Crypto Exchange C3 Raises $6M, Aiming to Fix FTX Bugs

  • Crypto exchange C3 has raised $6 million in seed funding led by Two Sigma Ventures.
  • C3 allows retail investors to retain custody of their crypto while providing traders with sophisticated tools.
  • Co-founder Michel Dahdah told Insider that he aims to fix the mistakes that led to FTX’s collapse.

A series of bankruptcies – FTX, BlockFi, Celsius, Voyager, Genesis – have revealed major flaws in several crypto-financial institutions. Michel Dahdah believes his company, crypto exchange C3, can fix one major challenge these crypto companies face: the custody issue.

Several venture investors agree. C3 has raised $6 million in seed funding led by Two Sigma Ventures, the venture capital arm of hedge fund Two Sigma Investments.

A long list of traditional hedge funds and trading firms also invested, including Jane Street Capital, Hudson River Trading, Flow Traders and GoldenTree Asset Management, as well as crypto-native trading firms CMS Holdings, AlphaLab Capital, Jump Crypto and Cumberland, a division of DRW. Crypto-focused VC firm C2 Ventures also participated.

Dahdah, originally from Venezuela, told Insider that he has seen some of the benefits of crypto firsthand. In countries facing hyperinflation and currency devaluation, some citizens have turned to stablecoins – cryptocurrencies that are pegged to fiat currencies like the US dollar – to try to shield their money from these harmful effects.

Centralized crypto exchanges, such as Binance, Kraken, and Coinbase, are often the easiest way for such customers to access crypto. “In Venezuela, Argentina, everyone uses Binance as a bank,” Dahdah said.

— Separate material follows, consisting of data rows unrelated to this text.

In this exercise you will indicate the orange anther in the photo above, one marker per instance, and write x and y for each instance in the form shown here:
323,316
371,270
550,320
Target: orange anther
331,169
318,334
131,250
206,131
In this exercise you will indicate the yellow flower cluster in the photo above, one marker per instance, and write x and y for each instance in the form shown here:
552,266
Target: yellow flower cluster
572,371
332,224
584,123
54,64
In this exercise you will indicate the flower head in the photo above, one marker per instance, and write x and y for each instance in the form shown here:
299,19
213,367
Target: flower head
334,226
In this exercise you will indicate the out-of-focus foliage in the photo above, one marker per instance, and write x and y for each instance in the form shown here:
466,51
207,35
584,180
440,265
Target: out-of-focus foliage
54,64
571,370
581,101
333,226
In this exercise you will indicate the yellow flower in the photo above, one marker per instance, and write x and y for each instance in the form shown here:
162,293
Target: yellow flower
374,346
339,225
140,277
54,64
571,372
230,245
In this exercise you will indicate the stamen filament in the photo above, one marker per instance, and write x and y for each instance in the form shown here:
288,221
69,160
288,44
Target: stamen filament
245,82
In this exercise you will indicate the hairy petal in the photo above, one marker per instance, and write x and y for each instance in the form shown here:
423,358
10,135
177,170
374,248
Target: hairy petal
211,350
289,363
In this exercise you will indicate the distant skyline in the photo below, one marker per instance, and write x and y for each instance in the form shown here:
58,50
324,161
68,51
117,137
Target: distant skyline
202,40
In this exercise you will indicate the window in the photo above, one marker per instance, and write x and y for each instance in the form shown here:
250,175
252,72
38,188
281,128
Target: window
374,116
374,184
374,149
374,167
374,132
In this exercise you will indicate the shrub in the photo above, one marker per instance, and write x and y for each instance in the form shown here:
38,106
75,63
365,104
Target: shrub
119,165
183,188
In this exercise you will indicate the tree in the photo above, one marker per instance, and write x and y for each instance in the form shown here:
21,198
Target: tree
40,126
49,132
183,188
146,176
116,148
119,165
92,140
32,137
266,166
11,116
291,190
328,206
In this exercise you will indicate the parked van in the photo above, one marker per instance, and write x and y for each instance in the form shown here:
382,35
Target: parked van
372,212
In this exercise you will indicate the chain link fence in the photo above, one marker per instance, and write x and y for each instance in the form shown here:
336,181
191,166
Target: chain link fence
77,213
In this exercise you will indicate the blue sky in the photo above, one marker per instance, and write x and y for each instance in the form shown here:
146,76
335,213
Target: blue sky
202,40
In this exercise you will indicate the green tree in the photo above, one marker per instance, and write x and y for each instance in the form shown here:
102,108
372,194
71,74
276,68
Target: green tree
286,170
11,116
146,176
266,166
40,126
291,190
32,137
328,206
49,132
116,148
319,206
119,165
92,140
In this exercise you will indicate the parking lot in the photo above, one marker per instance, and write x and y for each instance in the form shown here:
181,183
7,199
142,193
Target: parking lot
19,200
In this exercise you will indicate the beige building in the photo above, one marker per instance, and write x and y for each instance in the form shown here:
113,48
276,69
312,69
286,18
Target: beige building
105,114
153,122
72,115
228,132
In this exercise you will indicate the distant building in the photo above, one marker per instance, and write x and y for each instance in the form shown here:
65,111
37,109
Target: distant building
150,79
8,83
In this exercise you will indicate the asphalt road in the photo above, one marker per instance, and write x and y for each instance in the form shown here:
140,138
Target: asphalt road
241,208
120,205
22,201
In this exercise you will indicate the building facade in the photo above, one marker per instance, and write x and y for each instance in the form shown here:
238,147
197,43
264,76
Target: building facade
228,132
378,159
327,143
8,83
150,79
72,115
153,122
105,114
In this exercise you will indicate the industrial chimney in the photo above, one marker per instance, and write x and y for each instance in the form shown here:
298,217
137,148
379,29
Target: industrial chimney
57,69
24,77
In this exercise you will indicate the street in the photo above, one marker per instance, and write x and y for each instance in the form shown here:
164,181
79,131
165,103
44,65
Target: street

But a major problem with centralized exchanges, he said, is that they retain custody of customers’ funds, which puts them at risk if these institutions face a solvency crisis – as in the case of the now defunct FTX. In the traditional financial world, custody and exchange are separate functions, and crypto must follow suit, he said.

So C3 allows its customers to keep their money in non-custodial crypto wallets or to use another financial custodian of their choice, such as Fireblocks or Anchorage. Of course, that doesn’t solve all the regulatory problems facing crypto—Kraken, for example, shut down one of its U.S. services this week in a settlement with the Securities and Exchange Commission—nor does it address the financial mismanagement and misrepresentation that allegedly occurred within the fallen institutions such as FTX and Celsius.

But self-custody gives customers more freedom to keep their money safe, advocates such as VC Adam Struck have argued — at least they can choose whether to entrust their coins to a particular entity.

However, for the average user, crypto wallets can be intimidating to set up. In particular, there is the matter of remembering a private key – a complex string of characters – to maintain access to one’s wallet. So C3 also offers crypto newbies the alternative to a traditional email login to access their funds, using a type of cryptography known as multiparty computation to validate and secure that data.

Dahdah began raising funds for C3 in the summer of 2022 and completed the process in about two months, he said, before the crypto industry’s latest round of bankruptcies. Alongside its focus on self-sharing, C3’s pitch to deliver more sophisticated institutional trading tools attracted investors from the traditional financial world. The FTX meltdown only increased appetite for C3’s service, Andy Kangpan, principal at Two Sigma Ventures, told Insider.

“I think the future that they’re building towards is one that should prevent that kind of collapse from happening,” he said.